On était en droit de tirer de cette décision Empis, du 1er juillet 1910, précitée, la conclusion que l’évolution était achevée, et que le recours pour excès de pouvoir, du chef de la violation de la loi, n’exigeait plus du tout la condition du droit violé. C’était une grande simplification ; cela faisait rentrer dans le droit commun cette ouverture ; elle n’exigeait plus, comme les autres, que la condition du simple intérêt. En outre, le recours pour excès de pouvoir se trouvait assimilé à la voie de nullité créée contre les délibérations des conseils municipaux par les art. 63 et s. de la loi du 5 avril 1884, qui visent la violation de la loi, sans aucune condition de droit violé. Dès longtemps nous avions prévu ce rapprochement (V. la note de M. Hauriou sous Cons. d’Etat, 4 déc. 1903, Barthe, S. et P. 1904.3.137). Toutes ces simplifications étaient extrêmement désirables ; nous dirions volontiers que la maxime du Conseil d’Etat doit être de simplifier, simplifier, et encore simplifier.

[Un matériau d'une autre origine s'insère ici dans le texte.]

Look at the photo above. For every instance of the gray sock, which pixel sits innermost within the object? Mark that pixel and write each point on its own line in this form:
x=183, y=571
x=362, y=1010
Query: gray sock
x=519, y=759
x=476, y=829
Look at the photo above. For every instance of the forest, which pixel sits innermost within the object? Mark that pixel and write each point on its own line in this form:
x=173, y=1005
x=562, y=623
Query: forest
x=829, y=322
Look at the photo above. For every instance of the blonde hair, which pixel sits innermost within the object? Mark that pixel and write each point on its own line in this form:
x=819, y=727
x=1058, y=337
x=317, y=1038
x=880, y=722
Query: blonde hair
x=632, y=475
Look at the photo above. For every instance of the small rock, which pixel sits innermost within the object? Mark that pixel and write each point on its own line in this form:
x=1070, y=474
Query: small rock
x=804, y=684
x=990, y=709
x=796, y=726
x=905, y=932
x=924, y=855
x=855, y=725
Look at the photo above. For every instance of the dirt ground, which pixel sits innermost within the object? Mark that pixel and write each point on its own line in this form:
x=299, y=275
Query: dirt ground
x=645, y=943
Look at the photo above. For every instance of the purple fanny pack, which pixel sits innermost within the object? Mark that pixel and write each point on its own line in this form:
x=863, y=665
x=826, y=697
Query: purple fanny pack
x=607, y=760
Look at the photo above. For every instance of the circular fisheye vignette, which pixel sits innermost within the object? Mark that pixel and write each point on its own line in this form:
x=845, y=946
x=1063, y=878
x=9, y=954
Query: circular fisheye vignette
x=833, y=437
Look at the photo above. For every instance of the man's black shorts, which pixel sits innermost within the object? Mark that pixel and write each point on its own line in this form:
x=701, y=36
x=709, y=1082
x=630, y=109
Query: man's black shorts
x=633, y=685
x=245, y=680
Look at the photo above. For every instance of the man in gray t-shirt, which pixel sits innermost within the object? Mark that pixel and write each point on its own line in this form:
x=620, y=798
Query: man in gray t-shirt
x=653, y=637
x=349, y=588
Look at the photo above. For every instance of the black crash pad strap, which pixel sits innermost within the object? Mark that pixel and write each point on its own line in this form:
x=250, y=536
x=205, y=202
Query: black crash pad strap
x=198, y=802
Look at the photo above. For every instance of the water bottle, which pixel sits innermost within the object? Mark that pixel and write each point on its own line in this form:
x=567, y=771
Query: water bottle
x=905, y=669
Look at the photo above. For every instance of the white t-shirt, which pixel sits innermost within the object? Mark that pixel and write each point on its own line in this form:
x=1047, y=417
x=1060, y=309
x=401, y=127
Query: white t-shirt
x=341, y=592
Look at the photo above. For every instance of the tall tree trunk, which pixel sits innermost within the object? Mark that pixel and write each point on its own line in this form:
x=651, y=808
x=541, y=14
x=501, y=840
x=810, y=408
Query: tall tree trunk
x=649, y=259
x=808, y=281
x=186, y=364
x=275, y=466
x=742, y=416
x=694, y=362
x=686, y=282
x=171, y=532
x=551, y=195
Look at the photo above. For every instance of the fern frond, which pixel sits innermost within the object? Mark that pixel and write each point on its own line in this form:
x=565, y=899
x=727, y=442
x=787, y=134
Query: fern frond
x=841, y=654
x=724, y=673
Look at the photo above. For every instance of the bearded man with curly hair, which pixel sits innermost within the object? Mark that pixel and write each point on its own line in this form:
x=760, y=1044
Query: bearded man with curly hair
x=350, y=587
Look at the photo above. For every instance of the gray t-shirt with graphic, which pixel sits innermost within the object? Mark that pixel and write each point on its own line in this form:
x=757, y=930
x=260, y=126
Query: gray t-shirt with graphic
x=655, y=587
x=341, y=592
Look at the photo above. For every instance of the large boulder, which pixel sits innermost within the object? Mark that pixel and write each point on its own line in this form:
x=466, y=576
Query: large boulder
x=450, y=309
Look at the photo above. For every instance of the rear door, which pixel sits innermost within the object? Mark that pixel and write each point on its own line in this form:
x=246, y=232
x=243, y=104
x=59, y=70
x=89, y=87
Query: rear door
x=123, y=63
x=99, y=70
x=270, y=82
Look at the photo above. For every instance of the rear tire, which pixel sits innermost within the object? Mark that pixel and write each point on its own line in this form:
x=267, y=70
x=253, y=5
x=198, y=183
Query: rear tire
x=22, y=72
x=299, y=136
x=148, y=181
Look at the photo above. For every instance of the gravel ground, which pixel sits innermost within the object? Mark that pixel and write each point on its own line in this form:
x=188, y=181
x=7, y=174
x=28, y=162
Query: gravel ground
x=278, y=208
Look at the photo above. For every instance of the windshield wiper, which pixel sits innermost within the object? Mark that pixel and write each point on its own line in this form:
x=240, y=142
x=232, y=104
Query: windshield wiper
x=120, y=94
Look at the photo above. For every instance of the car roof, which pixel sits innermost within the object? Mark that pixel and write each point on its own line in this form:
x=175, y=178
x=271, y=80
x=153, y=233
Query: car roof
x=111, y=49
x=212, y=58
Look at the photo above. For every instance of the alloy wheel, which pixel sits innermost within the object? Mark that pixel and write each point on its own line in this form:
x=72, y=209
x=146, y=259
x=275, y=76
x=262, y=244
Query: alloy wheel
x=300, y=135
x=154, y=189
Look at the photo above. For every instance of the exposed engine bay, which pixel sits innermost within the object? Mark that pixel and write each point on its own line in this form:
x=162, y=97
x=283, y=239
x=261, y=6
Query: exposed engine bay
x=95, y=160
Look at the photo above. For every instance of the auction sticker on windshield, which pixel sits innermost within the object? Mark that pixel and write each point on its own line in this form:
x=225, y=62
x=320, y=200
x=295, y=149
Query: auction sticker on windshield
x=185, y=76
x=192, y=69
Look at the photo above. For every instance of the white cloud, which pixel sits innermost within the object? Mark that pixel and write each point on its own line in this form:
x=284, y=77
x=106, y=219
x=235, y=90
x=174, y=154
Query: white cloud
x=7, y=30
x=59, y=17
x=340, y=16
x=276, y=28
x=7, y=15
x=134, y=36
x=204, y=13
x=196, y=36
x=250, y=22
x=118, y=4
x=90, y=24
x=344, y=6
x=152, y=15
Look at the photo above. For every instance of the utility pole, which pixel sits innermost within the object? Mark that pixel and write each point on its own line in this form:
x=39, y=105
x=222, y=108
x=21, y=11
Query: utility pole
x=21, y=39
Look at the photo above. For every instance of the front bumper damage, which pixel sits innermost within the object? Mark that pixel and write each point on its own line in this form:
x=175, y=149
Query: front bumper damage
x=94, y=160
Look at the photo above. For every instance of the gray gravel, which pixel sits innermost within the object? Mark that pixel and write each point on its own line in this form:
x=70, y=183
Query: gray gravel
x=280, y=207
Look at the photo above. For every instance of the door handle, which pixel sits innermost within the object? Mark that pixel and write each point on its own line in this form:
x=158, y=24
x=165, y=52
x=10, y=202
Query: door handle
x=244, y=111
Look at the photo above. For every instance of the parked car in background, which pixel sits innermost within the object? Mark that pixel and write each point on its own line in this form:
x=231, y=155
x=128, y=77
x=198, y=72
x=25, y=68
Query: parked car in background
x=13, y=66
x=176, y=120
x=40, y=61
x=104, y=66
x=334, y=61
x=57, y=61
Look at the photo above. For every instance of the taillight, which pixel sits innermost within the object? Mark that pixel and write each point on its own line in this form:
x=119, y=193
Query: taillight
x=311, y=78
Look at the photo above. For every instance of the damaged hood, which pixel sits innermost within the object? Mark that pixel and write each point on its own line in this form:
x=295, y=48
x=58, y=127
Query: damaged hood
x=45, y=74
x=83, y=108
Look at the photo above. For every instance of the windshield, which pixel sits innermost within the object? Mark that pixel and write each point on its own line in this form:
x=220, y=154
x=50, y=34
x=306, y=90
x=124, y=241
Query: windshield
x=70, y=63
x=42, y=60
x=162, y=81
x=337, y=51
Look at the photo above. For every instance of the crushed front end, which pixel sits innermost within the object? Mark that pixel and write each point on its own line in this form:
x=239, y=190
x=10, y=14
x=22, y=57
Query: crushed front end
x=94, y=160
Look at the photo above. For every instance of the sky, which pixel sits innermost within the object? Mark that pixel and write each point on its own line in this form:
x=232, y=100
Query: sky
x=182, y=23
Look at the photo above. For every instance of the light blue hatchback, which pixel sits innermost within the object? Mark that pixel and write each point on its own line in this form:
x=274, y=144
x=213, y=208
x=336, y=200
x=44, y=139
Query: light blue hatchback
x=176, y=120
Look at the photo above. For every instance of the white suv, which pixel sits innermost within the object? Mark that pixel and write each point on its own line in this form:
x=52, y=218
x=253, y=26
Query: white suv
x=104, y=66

Est-ce que toute cette évolution si avantageuse va être mise en question ? Le Conseil d’Etat entend-il maintenant nous ramener à l’exigence du droit violé ? Nous avons peine à le croire. Nous croyons plutôt que les rédacteurs de notre arrêt Blot ont voulu dire que, dans l’hypothèse, il n’y avait pas violation de la loi, parce que la disposition de l’art. 106 du décret du 28 mai 1895 était d’une telle espèce qu’elle ne pouvait pas être violée, que c’était une simple disposition indicative ou permissive, et non pas impérative pour l’Administration. Seulement, au lieu de s’arrêter à cette distinction très simple de textes qui seraient ou qui ne seraient pas impératifs pour l’Administration, ils ont eu la malencontreuse idée de définir le caractère du texte par la nature du droit qu’il confère ou qu’il ne confère pas, et cela les a entraînés à l’idée de la non-recevabilité.
Cela est facilement réparable. Le tout est d’avoir conscience de ce que l’on veut. Si le Conseil d’Etat persiste à trouver avantageux d’avoir supprimé la condition du droit violé dans les hypothèses des violation de la loi, et si, cependant, il entend limiter les annulations pour violation de la loi dans des proportions raisonnables, il peut facilement trouver des causes de limitation tirées du seul concept de la violation de la loi, en distinguant plusieurs espèces de lois. En droit civil, on distingue bien des dispositions de lois impératives, et des dispositions qui sont simplement permissives. Rien n’empêche et tout conseille de faire la même distinction en droit administratif.
A notre avis, la vraie rédaction de notre arrêt, celle qui aurait répondu aux préoccupations légitimes du juge, aurait été celle-ci : « Considérant que la disposition précitée n’a pas eu pour but et ne peut avoir pour effet d’imposer impérativement au commandement militaire une véritable obligation, et que, par suite, l’ordre émané du général haut commissaire du gouvernement n’était pas entaché d’excès de pouvoir… ».